The ruling is a setback to the junta government of former army chief turned Prime Minister Prayut Chan-O-Cha, who seized power in a coup last year.
He has blamed successive civilian administrations for failing to tackle safety concerns over the last decade, a period of political turbulence marked by short-lived governments, debilitating street protests and two military coups.
"People in the whole country just kept fighting -- no one helped one another," he told reporters Wednesday.
"We have to see what we have to fix and improve."
Thailand is a major regional air transport hub while tourism -- one of the few bright spots in an otherwise flagging economy -- accounts for roughly 10 percent of GDP.
In March the United Nations' International Civil Aviation Organization reported "significant safety concerns" within Thailand's aviation sector.
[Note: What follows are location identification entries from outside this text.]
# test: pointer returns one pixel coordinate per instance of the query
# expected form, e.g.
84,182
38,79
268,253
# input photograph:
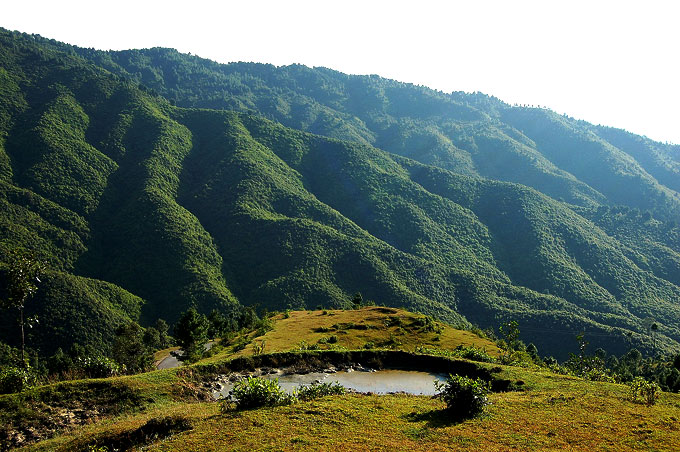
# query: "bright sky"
608,62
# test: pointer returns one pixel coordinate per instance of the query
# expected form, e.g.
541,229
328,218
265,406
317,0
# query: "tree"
130,349
510,340
21,277
191,332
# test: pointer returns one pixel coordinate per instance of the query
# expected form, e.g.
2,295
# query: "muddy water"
378,382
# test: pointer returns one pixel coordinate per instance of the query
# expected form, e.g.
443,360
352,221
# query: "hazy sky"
608,62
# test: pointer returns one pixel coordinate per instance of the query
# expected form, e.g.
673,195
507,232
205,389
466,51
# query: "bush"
464,396
473,354
317,390
15,379
98,366
254,392
646,391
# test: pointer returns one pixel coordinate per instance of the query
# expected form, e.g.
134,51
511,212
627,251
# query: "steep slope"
127,197
470,134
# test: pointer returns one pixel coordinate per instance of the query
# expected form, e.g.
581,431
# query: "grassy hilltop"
164,410
143,202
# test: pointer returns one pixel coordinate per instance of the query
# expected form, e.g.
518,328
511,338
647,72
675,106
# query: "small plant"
258,348
263,326
255,392
15,379
317,390
99,366
95,448
464,396
646,391
473,354
304,346
328,340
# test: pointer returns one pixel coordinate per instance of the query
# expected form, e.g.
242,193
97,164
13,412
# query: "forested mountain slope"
142,208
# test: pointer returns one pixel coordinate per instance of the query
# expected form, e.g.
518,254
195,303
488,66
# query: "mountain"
150,181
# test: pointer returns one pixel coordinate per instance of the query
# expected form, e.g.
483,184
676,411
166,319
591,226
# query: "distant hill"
454,205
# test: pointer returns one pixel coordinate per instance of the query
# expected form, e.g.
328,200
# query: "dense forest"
148,182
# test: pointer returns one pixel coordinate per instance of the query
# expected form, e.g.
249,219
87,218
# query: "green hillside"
456,206
172,409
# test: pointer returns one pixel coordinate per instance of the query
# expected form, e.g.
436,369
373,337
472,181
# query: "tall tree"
191,332
21,282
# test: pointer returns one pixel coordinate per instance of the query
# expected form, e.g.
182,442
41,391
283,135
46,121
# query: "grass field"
552,412
369,327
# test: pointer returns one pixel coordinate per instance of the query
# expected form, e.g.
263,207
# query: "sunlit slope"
174,207
471,134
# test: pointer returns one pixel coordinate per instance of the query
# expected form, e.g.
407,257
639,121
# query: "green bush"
644,391
98,366
464,396
15,379
255,392
317,390
473,353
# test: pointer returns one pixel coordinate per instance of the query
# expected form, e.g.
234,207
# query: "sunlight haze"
608,62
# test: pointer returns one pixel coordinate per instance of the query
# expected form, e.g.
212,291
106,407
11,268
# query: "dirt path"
174,358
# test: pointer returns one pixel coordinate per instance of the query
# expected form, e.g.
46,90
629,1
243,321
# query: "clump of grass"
465,397
318,390
644,391
255,392
329,340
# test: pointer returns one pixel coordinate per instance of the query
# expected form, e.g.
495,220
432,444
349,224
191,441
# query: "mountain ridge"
181,206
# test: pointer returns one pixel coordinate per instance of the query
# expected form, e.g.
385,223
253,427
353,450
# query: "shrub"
328,340
317,390
255,392
473,353
646,391
464,396
98,366
15,379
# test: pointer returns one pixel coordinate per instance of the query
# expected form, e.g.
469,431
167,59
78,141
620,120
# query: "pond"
378,382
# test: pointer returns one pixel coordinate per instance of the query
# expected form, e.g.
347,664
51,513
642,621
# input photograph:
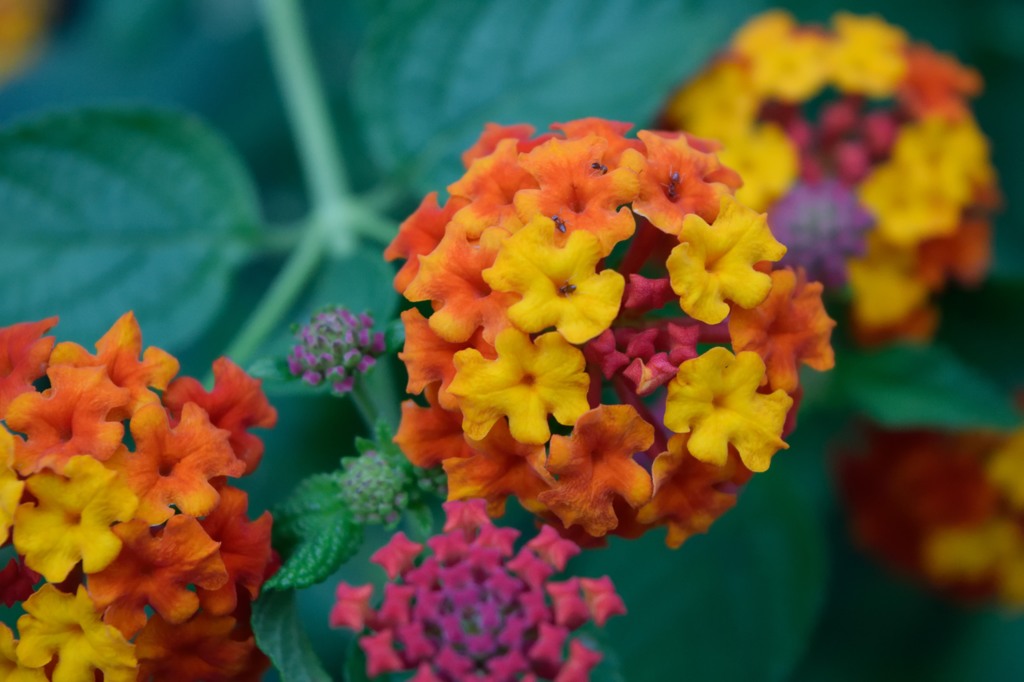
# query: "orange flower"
429,435
451,278
419,235
236,405
24,353
546,316
788,328
595,465
488,186
688,493
245,549
68,419
612,131
580,190
937,84
156,567
500,466
428,356
495,133
118,350
678,180
205,647
174,466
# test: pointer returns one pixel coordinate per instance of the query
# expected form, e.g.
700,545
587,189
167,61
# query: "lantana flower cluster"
606,338
946,508
861,146
474,608
114,494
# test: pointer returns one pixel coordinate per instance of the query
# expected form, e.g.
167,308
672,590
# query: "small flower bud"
336,347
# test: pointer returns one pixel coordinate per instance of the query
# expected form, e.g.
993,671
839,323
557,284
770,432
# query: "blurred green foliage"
125,201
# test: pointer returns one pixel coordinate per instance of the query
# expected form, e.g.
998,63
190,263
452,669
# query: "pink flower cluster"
476,609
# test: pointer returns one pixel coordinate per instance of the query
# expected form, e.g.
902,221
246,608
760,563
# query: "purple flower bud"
335,346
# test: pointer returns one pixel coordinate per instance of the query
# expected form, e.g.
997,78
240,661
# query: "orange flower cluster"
947,508
861,146
114,491
606,338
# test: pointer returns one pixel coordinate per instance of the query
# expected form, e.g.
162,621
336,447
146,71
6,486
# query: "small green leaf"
915,386
431,74
281,636
316,531
114,210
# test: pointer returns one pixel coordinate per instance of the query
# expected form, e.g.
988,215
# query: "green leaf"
431,74
316,531
115,210
915,386
281,636
736,604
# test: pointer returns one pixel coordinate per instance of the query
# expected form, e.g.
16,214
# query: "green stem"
324,170
365,403
307,111
281,296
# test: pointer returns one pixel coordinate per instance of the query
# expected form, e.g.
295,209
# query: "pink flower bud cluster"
474,608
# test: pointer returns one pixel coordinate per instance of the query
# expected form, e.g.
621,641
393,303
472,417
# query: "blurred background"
777,590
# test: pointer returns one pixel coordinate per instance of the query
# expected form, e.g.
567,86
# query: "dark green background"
776,591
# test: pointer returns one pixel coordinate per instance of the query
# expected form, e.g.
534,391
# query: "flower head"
474,607
861,146
574,293
943,507
336,347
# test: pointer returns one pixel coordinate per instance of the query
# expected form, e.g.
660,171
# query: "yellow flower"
1006,469
972,553
71,520
715,398
11,669
784,64
559,286
867,55
526,382
715,262
10,485
886,289
766,160
909,204
69,627
720,103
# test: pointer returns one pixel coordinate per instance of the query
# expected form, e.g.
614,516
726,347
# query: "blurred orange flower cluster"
113,491
947,508
606,339
861,146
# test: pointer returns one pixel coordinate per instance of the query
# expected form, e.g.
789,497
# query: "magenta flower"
473,608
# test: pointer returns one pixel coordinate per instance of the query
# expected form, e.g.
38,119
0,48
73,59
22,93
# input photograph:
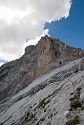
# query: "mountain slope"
37,60
46,100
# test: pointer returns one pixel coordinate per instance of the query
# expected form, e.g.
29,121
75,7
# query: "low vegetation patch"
73,122
29,117
75,104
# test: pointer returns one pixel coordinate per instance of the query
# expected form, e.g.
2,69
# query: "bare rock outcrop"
36,61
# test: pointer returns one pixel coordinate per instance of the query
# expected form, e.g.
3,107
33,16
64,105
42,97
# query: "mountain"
36,89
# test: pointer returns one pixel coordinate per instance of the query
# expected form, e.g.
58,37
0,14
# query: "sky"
71,29
23,22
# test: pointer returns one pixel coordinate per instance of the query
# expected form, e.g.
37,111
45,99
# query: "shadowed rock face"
36,61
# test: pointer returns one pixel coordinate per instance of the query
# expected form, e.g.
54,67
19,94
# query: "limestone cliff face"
36,61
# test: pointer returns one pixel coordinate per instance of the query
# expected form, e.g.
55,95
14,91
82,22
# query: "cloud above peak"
22,19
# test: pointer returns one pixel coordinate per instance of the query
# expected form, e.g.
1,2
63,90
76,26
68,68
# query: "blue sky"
71,29
27,19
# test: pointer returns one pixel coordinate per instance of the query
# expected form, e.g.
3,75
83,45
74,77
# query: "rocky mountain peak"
37,60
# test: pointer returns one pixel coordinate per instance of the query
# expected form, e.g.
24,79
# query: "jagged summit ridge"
49,53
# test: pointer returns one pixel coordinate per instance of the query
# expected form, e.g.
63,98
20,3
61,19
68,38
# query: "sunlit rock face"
37,60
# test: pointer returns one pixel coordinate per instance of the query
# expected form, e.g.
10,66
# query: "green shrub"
75,104
71,99
82,108
78,89
73,122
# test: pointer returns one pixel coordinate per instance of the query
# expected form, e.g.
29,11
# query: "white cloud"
22,19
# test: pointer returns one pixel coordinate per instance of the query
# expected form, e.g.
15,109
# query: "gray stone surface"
37,60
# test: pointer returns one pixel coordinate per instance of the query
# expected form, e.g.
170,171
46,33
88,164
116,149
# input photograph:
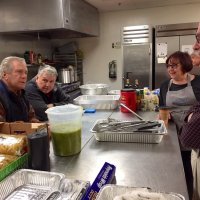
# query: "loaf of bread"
13,144
6,159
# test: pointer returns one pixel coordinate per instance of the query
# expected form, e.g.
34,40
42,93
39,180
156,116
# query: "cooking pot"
94,89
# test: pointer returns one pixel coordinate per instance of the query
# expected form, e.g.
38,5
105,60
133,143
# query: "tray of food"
107,102
40,185
129,131
30,184
10,163
116,192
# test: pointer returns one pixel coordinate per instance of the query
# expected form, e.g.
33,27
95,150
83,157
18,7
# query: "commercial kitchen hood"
49,18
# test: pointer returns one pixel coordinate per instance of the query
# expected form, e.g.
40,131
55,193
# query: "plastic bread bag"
6,159
13,144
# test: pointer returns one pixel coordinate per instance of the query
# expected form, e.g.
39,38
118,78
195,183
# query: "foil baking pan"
27,184
154,135
112,192
99,102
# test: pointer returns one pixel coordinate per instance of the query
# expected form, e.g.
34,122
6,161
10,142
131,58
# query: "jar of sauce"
128,98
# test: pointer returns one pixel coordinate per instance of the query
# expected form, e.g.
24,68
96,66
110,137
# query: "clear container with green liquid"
65,127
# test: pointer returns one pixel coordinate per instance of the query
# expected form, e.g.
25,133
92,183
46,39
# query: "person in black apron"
190,134
180,93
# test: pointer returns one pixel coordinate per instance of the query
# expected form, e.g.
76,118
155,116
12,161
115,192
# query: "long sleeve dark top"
190,134
14,107
195,83
40,100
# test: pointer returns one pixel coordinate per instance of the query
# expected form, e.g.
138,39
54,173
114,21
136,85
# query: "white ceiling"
116,5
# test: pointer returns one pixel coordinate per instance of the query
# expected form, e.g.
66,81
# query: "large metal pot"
94,89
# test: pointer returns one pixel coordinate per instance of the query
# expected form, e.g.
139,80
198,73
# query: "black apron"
180,101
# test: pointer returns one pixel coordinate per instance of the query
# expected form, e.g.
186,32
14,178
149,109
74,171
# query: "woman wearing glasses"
190,135
180,92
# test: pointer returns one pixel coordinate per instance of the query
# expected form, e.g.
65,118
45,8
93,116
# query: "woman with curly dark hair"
180,92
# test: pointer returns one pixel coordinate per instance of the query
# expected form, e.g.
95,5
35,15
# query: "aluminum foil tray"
107,102
112,192
30,184
137,137
73,189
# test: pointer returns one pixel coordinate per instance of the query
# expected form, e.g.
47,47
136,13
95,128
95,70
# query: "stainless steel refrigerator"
137,55
168,39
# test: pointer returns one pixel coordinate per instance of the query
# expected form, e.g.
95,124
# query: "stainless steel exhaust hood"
49,18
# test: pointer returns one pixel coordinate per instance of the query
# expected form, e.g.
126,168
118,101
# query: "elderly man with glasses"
190,134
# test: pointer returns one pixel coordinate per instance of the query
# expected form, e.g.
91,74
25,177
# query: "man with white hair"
43,92
190,134
14,106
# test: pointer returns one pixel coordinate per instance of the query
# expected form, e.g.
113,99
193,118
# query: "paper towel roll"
38,144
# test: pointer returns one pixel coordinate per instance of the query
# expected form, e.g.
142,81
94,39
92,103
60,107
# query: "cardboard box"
105,176
20,127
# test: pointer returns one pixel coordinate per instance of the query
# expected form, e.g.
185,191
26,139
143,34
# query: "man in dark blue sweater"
14,106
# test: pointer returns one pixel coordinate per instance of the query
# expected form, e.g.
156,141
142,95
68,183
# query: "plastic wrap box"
105,176
21,162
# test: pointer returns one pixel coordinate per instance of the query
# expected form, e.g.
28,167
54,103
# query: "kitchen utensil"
94,89
139,117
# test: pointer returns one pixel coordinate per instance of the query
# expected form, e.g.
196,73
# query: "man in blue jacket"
14,106
43,92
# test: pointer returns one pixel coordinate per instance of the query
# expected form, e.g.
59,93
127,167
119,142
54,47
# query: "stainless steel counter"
158,166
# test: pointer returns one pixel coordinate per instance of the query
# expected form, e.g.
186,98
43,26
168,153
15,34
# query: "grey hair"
48,69
6,64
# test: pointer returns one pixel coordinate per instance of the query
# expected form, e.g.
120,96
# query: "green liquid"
66,144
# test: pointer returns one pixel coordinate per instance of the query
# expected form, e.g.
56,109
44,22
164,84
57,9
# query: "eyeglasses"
173,65
198,38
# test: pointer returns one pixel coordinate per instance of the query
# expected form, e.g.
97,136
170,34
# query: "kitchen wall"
98,52
16,45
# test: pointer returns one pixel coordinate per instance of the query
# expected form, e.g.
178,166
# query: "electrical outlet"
116,45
At the same time China, Japan and South Korea temporarily stopped Thai-based airlines from flying charters or new routes due to safety concerns, although those restrictions have since been lifted.
The FAA conducted an audit earlier this year and gave Thailand 65 days to make improvements in areas of concern but the deadline was not met.
- Regulators take cue from FAA -
The FAA downgrade means Thai airlines will be banned from the United States while American airlines will not be able to begin new code-shares with their Thai counterparts.
That will have little direct effect immediately since no Thai airline currently flies to the United States.
However, other airline safety regulators, such as those in the European Union, often take their cue from FAA safety rulings, which could result in further downgrades or blacklisting that would have a direct impact.
The FAA statement did not specify why Thailand had been downgraded but said the move comes when there are "one or more" deficiencies with a country's civil aviation authority in areas such as "technical expertise, trained personnel, record-keeping, or inspection procedures".
Transport Minister Arkhom Termpittayapaisith said Thailand lacked qualified staff within the civil aviation authority at a time when the regional airline industry has seen huge expansion, particularly in low-cost carriers.
"We will quickly find more qualified and enough of the right personnel," he said, adding that the country's aviation laws dating back to 1954 "need to be improved".
Flagship Thai Airways shrugged off the downgrade.
In a statement its president Charamporn Jotikasthira said it would have "no commercial or customer impact" given Thai Airways had ceased its only US flight, to Los Angeles, in late October.
"Thai confirms its commitment to aviation safety standards, and assures all that Thai operates with the highest international aviation safety standards," the statement added.
Thailand, once a beacon of economic progress in Southeast Asia, is currently facing something of a compliance crisis.
The European Union is mulling whether to blacklist its vital fishing sector after years of failing to crack down on illegal practices, including the use of human trafficking victims and unregistered vessels.
The kingdom has also been put in the bottom category of Washington's annual list of countries that have failed to crack down on human trafficking.